A 61-year-old Auckland woman who was bitten when a dog attacked her Welsh terrier on January 15 (Dog and owner attacked in Kaitaia, January 19) was "saddened but not surprised" to hear that the Far North District Council would not be taking action against the owner.

The council issued a two-sentence statement on Friday, saying it had completed its investigation, and after reviewing the evidence had decided to take no further action.

The woman, who was treated at Kaitaia Hospital for a puncture wound to her left forearm and whose terrier, Jack, was severely mauled, said she was not surprised. People in Kaitaia, including the authorities, were frightened of the dog's owner, she said, and she had doubted that anyone would be prepared to do what needed to be done.

"People in Kaitaia told me they were frightened of retaliation," she said.

"There were a lot of people in the street who saw and heard what happened, and it's sad that none of them are prepared to step up.

I don't live in Kaitaia so I will just carry on with my life, but Kaitaia deserves better than this.

"The police basically said they wouldn't be able to do much if witnesses didn't come forward, and obviously they haven't," the woman said.
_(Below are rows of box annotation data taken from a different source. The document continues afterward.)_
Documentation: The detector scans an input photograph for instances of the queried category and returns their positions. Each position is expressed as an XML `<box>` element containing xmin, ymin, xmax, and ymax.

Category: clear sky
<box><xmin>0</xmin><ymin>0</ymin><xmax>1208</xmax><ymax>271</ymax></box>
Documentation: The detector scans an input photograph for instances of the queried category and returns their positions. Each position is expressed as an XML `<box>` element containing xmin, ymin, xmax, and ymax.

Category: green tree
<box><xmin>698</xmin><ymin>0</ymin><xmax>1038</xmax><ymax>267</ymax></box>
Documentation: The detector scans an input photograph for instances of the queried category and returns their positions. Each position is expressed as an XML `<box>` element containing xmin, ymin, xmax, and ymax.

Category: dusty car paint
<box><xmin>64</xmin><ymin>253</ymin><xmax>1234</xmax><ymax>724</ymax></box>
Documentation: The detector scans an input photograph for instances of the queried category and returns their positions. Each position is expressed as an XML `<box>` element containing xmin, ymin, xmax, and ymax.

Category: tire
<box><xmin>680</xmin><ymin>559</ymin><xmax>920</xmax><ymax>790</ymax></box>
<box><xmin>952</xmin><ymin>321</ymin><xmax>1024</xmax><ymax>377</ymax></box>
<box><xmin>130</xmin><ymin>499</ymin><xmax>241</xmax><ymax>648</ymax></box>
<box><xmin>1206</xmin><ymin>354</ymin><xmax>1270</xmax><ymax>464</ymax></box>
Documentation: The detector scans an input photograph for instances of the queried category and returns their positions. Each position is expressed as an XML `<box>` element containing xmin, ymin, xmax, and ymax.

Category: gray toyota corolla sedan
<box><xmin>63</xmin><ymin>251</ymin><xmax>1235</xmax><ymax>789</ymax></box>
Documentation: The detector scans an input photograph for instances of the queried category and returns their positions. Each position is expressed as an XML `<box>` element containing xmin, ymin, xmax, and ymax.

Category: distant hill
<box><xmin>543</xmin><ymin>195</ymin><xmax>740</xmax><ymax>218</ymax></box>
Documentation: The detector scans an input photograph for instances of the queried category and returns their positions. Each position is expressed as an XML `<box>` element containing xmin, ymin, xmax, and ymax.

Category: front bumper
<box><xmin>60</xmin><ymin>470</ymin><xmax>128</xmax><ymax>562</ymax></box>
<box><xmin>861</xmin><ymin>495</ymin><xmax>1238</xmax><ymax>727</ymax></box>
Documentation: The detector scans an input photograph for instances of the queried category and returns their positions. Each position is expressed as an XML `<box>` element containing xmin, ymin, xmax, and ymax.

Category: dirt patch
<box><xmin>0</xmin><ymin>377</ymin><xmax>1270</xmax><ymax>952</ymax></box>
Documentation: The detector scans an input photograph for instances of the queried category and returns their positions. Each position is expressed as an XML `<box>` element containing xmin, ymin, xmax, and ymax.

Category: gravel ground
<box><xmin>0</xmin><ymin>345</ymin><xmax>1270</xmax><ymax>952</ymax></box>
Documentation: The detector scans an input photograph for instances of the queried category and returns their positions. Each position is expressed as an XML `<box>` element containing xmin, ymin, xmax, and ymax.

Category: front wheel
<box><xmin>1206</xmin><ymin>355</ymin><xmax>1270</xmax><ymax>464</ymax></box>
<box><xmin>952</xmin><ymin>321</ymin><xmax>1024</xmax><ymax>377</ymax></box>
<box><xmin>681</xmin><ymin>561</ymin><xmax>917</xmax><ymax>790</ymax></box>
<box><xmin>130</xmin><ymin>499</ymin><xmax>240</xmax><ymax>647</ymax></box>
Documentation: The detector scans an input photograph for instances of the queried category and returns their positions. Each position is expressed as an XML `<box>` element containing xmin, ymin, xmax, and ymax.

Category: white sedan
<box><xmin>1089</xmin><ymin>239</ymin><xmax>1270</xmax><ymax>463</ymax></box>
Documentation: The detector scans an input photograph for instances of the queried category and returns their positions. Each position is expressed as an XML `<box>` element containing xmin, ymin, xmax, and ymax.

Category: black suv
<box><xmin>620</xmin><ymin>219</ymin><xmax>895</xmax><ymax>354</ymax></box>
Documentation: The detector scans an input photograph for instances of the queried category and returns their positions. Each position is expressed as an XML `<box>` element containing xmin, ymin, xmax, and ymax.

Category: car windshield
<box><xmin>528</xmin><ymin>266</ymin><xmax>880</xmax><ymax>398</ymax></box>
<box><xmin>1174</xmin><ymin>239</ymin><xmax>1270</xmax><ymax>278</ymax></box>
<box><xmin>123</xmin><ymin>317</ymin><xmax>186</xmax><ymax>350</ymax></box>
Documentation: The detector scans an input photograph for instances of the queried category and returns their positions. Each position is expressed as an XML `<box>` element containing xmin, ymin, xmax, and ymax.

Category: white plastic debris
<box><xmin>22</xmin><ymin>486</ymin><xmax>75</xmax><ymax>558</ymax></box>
The owner had told her that if his dogs got out they would attack her and her dog, she said. He had then opened a gate to release one of his dogs. Once the attack began he no longer had control over his dog, which only desisted when a woman squirted water up its nostrils.

"People in Kaitaia have told me that the police have said they can't do anything unless people give them information, then when they do report something nothing happens," she said.

"I came home thinking 'Poor Kaitaia.' There's a dangerous dog in your town and no one is doing anything about it."

Laying charges could actually have benefited the owner, she added, in that he might have received help for his anger problem. The lack of response didn't help him, or potential future victims.

Meanwhile her dog had suffered 10 bite wounds to his left leg, from paw to armpit, one on the nose, and severe muscle and ligament damage. There would be on-going vet bills, and the terrier was not yet out of the woods.

"Remember, this wasn't a fight between two dogs. This was a mauling. Jack didn't have a chance to defend himself," she said.